||Kevo Subarctic Research Institute
University of Turku
||Piippa Wäli, University of Oulu, Finland,
Anna Liisa Ruotsalainen, University of Oulu, Finland
Karita Saravesi, University of Oulu, Finland
Maarit Kaukonen, Metsähallitus, Finland
Karoliina Huusko, University of Oulu, Finland Heini Koivuniemi, University of Oulu, Finland
Annamari Markkola, University of Oulu, Finland
||Theme 1: Vulnerability of Arctic Environments
||1.7 Invasive species in Arctic ecosystems in the changing world: Is it a real threat?

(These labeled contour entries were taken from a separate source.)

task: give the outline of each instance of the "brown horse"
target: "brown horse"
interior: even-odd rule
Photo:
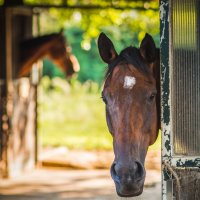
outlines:
[[[20,50],[19,77],[30,73],[33,63],[45,56],[55,62],[66,76],[71,76],[80,69],[76,57],[71,54],[62,31],[25,40],[21,43]]]
[[[102,98],[115,153],[111,176],[119,196],[138,196],[143,191],[147,149],[160,127],[159,50],[148,34],[139,49],[128,47],[118,55],[101,33],[98,48],[108,64]]]

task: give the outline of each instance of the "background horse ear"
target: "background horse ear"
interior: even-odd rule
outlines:
[[[105,63],[110,63],[118,54],[112,41],[104,34],[101,33],[98,38],[99,54]]]
[[[146,33],[140,44],[140,54],[148,63],[156,60],[156,45],[151,35]]]

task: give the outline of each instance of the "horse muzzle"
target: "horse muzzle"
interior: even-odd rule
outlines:
[[[110,171],[119,196],[134,197],[143,192],[146,172],[139,161],[134,161],[129,165],[114,162]]]

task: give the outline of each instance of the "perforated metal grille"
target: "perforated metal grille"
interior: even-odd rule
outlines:
[[[173,149],[200,155],[200,0],[171,0],[171,11]]]

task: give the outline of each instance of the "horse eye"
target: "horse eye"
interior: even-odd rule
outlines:
[[[156,97],[156,92],[153,92],[150,96],[149,96],[149,101],[152,102]]]

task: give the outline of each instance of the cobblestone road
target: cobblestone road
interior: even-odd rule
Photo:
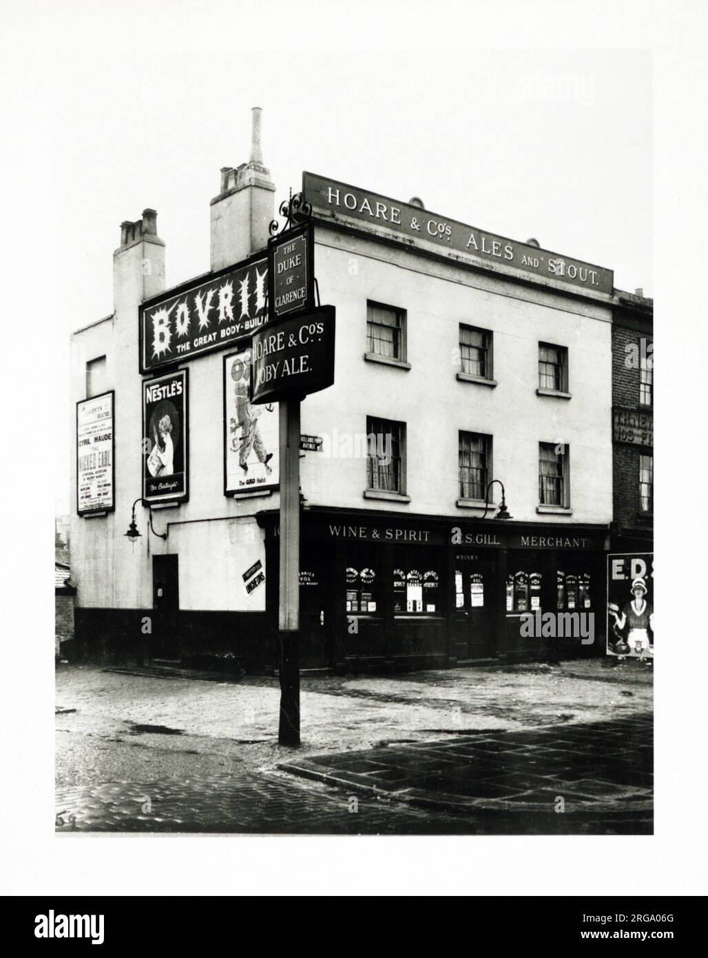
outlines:
[[[313,683],[296,751],[274,741],[267,679],[73,670],[57,676],[56,829],[651,833],[651,676],[582,668]]]

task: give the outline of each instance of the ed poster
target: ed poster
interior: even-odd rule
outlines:
[[[653,553],[608,556],[608,654],[653,658]]]
[[[143,498],[188,498],[188,378],[178,370],[143,383]]]
[[[224,493],[277,488],[277,403],[250,399],[251,350],[224,356]]]

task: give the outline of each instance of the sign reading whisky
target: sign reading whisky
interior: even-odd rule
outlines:
[[[305,201],[312,204],[316,217],[320,215],[321,218],[335,221],[356,220],[390,234],[391,239],[395,239],[395,234],[403,236],[407,245],[409,245],[410,239],[424,240],[439,247],[443,254],[466,253],[489,265],[512,266],[537,277],[567,284],[576,289],[611,295],[614,288],[611,269],[485,233],[476,226],[467,226],[368,190],[303,172],[302,194]]]

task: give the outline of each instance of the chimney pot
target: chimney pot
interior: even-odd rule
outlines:
[[[254,106],[251,109],[251,159],[249,163],[257,163],[263,166],[263,153],[260,145],[260,123],[263,111],[260,106]]]
[[[147,236],[157,236],[157,210],[151,210],[149,206],[143,211],[143,233]]]

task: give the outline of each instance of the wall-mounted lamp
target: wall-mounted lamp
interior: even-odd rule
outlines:
[[[487,514],[487,512],[489,511],[489,507],[494,505],[494,503],[491,503],[489,501],[489,490],[494,486],[494,484],[496,482],[498,482],[499,484],[499,486],[501,486],[501,504],[499,505],[499,508],[498,508],[498,510],[497,512],[497,514],[495,515],[495,518],[496,519],[512,519],[512,518],[514,518],[514,516],[509,514],[509,510],[506,508],[506,496],[505,496],[505,493],[504,493],[504,484],[501,482],[500,479],[493,479],[492,482],[487,486],[487,492],[486,492],[486,494],[484,496],[484,506],[485,506],[485,508],[484,508],[484,515],[482,515],[482,518],[484,518],[484,516]]]
[[[150,515],[150,532],[152,533],[152,535],[157,536],[158,538],[166,538],[167,537],[166,533],[155,532],[155,528],[152,525],[152,505],[146,499],[144,499],[141,496],[138,499],[136,499],[135,502],[133,503],[133,514],[130,519],[130,525],[128,526],[128,531],[125,533],[130,541],[135,543],[135,540],[137,538],[140,538],[141,536],[140,532],[138,531],[138,526],[135,524],[135,507],[138,505],[139,502],[142,503],[144,506],[147,507]]]

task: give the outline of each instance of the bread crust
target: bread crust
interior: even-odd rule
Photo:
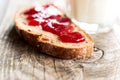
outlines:
[[[62,59],[81,59],[81,58],[91,57],[93,53],[94,41],[83,30],[81,30],[81,32],[84,33],[84,35],[89,39],[89,43],[86,43],[86,45],[77,48],[58,46],[51,42],[48,42],[47,39],[40,40],[41,38],[40,34],[33,34],[31,33],[31,31],[21,28],[22,23],[21,24],[19,23],[17,19],[18,15],[19,15],[19,11],[15,15],[15,25],[18,34],[21,36],[21,38],[25,39],[29,44],[36,46],[40,52]]]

Wed, Sep 14, 2016 11:05 AM
- 11:20 AM
||Winter moth (Operophtera brumata) has expanded its range into northern continental areas in Fennoscandia. The first known outbreak of this species in Finnish Lapland occurred in 2005-2009. It led to defoliation of 400 km2 of mountain birch forests at the northern treeline in Finland. We have followed several biotic variables after the outbreak. The amount of alive birches and the coverage of dwarf shrubs declined dramatically during the outbreak. Especially, crowberry (Empetrum nigrum) suffered badly. If the outbreak lasted only one year, approximately half of the birches died and Empetrum dominated field vegetation recovered mostly during the first five years after the outbreak. If the outbreak continued for two or more consecutive summers, the death of birches was often total, grasses took over the field vegetation and the recovery of the dwarf shrubs was very slow. By 2015 it seems evident that parts of the damaged areas will turn from forest to treeless tundra. The berry production of Empetrum and Vaccinium shrubs ceased after the moth outbreak. In forests defoliated once berry production had recovered in 2012. In forests defoliated during several summers berry production of shrubs recovered only in 2014. Fruitbodies of ectomycorrhizal fungi of birch were virtually absent on damaged plots whereas saprophytic macrofungi increased their fruiting along the moth damage gradient. Arbuscular mycorrhiza and shoot endophytes of the grass Deschampsia flexuosa lightly benefited of the moth damage whereas the impact on root endophytic community was negative. Population densities of three vole species and the total rodent abundance increased with the increased moth damage after the outbreak. Only one vole species favored the undamaged forests. These differences were noticeable even in 2015. Snow track counts revealed that winter densities of willow ptarmigan and mountain hare crashed in the damaged forests after the outbreak.